Sunday, December 2, 2007

Why Can't We All Be Like Dogs?

I don't want to speak to loudly, for fear that the 'god's of bad things' will hear and find need to upset how happy I am right now with how my life is headed. I won't go into detail. Partially because I don't want strangers researching my life via this blog. But right now things are good.
I've often said that I could always find something to complain about, but most people don't want to hear it; and in all honesty, neither do I.
I did want to mention two things that have made me happy: 1) An old friend (old in the sense of we've known each other for a long time) and I are friends again. 2) My grandmother has finally found something to smile about. Tuesday night a friend of my mom, brought her puppies over for my grandma to pick one to purchase. Well, to make a long story short, she went home with two little girl puppies and her smile is a bright as ever-well, at least since before my grandpa died. As I saw the joy in her face, it reminded me of a program I saw once. The program was about children with facial deformities. They highlighted how these children were viewed as 'monsters' and shunned by classmates. One particular scene showed a young girl playing with her dog in the snow. It occurred to me that we have a lot to learn from dogs.
This dog didn't see her deformity. The dog didn't care who she was or what other people thought of her. This dog loved her because she loved it. How I wish that we all could have that same quality. That we could accept others regardless of who they are, what they've done, or where they are going. I wish we all could see the beauty that we all possess. I struggle with this too. And I don't believe it is so much a matter of tolerance. Tolerance to me shouldn't be a temporary aspect of accepting someone, where we 'put up' with them until they are no longer in our lives. And once they leave or we leave them, we can go back to disliking them.

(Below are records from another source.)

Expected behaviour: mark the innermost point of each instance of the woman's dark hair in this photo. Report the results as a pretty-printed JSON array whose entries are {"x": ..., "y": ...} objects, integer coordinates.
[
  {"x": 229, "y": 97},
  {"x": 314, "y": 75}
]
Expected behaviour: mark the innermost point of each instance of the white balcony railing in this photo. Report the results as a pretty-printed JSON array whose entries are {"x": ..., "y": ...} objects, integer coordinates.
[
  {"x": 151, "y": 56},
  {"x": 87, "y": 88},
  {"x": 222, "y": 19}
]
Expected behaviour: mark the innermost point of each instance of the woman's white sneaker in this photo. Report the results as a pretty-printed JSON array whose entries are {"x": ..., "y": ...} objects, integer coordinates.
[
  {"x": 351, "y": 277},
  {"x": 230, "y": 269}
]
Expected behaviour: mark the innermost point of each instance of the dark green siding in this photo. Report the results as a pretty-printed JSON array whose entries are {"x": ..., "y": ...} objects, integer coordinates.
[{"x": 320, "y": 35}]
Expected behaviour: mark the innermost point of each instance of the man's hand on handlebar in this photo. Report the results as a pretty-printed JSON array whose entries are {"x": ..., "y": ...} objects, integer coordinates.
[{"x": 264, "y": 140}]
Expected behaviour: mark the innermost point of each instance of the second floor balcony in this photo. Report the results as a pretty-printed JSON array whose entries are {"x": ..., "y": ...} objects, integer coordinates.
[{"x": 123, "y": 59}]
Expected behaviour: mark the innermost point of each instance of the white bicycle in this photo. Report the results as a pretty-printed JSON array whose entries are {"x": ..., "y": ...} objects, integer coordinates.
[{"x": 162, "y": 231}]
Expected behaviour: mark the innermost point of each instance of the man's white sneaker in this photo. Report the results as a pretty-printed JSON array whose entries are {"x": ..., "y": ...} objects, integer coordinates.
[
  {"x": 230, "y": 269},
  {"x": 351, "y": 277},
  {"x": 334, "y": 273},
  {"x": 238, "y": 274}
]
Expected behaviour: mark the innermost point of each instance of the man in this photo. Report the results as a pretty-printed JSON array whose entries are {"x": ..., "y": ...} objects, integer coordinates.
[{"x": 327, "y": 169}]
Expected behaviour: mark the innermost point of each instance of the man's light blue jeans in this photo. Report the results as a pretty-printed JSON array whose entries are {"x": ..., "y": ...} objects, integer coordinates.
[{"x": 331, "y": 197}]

There is no question that some people appear to be harder to love or be friends to than others. Maybe we should even include ourselves as one's some find difficult to befriend and include. I remember being in a single's ward while attending BYU and the theme of the ward was inclusiveness. What a concept many of us seem to struggle with. Why should one person be included because they look a certain way or act a certain way or excluded for the very same reasons? Who decides what is cool and uncool? In this battle for 'popularity' there are always two victims: 1) The group who causes the exclusion, and 2) The person being excluded.